A British couple's dream of a quiet retirement in sunny southern France turned into a nightmare when their neighbours walled them into their home.
Villagers in Brugairolles in the foothills of the Pyrenees were so appalled by the act that they rose up to rescue the elderly couple, tearing down a wall from the front of the house and ripping open windows and doors that had been nailed shut.
"We could not accept that they should continue to live under such terror," declared retired soldier Jeannot Gach, who helped lead the operation to free Faith and John Dyson, both in their 70s, from their home.
The Dysons' tormentors were not jealous locals resentful of outsiders pushing up property prices, but another British couple, the Dunlops, furious that they had "trespassed" on a shared lane they claimed to own.
Villagers said the neighbours had first blocked the Dysons' front door with a large van before deciding to make their confinement more permanent.
Gach said the Dunlops nailed up their neighbours' window shutters and barred their door with wooden fence posts cemented into the ground, forcing the imprisoned couple to leave by their back garden.
Finally, last week when the Dysons were out shopping, the Dunlops began building a wall reaching up to the second storey of the house.
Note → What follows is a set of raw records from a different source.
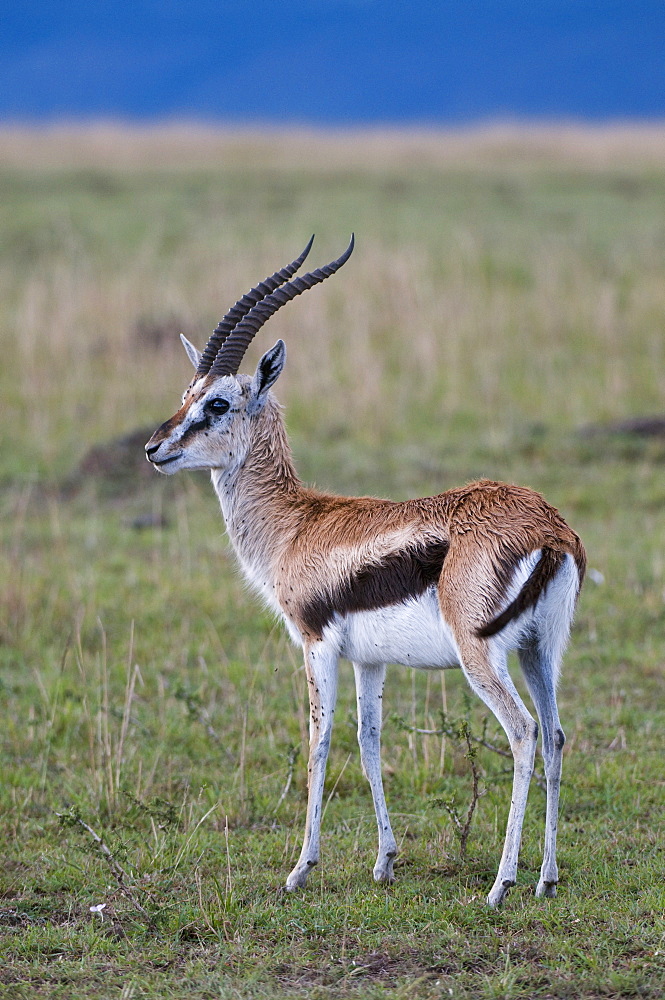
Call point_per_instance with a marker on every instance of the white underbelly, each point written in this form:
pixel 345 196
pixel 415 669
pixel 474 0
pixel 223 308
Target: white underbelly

"They waited for us to go out before they started the bricklaying," said John Dyson, who is in fragile health.
"Then the whole village united on Monday" to protest against what the Dunlops had done, said Gach, 83, under the watchful eye of police. "Everyone came out, and they all shouted and whistled against these awful neighbours.
"We all waited for the bailiff to arrive to see what they had done. After that we took down the wall, unbarred the door and freed the shutters.
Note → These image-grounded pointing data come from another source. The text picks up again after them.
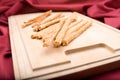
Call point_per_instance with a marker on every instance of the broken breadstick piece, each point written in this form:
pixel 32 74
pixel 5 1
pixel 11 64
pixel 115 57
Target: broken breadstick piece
pixel 39 18
pixel 61 34
pixel 72 36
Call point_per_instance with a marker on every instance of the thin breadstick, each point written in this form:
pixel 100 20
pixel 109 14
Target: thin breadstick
pixel 50 18
pixel 43 26
pixel 74 35
pixel 39 18
pixel 61 34
pixel 74 23
pixel 44 32
pixel 48 39
pixel 76 27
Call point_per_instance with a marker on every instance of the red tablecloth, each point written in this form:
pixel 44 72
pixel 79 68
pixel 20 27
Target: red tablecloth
pixel 107 11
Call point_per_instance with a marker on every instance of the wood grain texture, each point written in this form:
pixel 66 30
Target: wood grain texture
pixel 31 60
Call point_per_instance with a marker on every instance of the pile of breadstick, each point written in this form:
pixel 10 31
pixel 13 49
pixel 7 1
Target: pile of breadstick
pixel 57 29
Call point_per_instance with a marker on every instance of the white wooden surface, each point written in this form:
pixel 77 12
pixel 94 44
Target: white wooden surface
pixel 99 45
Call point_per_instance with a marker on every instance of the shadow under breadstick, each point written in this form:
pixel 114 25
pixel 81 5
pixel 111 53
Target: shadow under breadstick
pixel 62 32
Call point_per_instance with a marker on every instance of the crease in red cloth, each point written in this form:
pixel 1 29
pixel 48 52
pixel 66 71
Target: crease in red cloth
pixel 107 11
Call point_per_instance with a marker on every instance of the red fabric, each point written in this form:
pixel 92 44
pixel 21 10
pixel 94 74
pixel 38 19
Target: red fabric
pixel 107 11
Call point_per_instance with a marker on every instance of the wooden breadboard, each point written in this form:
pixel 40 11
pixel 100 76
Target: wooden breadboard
pixel 97 46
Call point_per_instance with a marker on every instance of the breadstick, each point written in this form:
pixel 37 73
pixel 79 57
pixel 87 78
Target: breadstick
pixel 44 32
pixel 74 23
pixel 61 34
pixel 50 18
pixel 48 39
pixel 43 26
pixel 76 27
pixel 72 36
pixel 39 18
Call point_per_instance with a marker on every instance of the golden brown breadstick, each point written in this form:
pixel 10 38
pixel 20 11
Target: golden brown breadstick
pixel 50 18
pixel 43 26
pixel 72 36
pixel 48 39
pixel 74 23
pixel 39 18
pixel 44 32
pixel 61 34
pixel 75 27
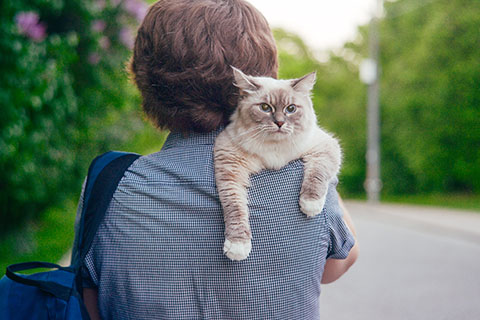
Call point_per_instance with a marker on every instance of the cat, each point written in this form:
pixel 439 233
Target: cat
pixel 273 124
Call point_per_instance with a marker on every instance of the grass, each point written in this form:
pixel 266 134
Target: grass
pixel 45 240
pixel 453 201
pixel 49 238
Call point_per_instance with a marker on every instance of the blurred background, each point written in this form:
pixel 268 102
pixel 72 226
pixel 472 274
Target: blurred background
pixel 66 97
"I cannot find enough words to say" against people like the Dunlops who would try to force their neighbours to "live in total darkness", he added.
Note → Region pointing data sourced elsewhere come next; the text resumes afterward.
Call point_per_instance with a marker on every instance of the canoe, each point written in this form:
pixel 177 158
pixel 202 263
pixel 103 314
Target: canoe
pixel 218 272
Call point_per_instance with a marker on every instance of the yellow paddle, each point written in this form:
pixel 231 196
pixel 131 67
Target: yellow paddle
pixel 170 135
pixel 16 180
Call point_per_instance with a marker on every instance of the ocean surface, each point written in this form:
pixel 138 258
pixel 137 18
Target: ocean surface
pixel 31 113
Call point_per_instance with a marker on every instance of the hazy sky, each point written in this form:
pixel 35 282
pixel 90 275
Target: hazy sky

The village is in the heart of the spectacular Cathar country in the Aude, where ironically there are historical precedents of persecution of this type. The Cathars heretical religious sect was suppressed by the Inquisition in the Middle Ages, with hundreds killed by being locked up in caves and in their homes.
"The Dysons have been harassed for years but it has got worse since last March," village mayor Alain Labattut said. "They were terrorised."
The Dysons are popular in the village, which has 258 inhabitants, about 40 of them British.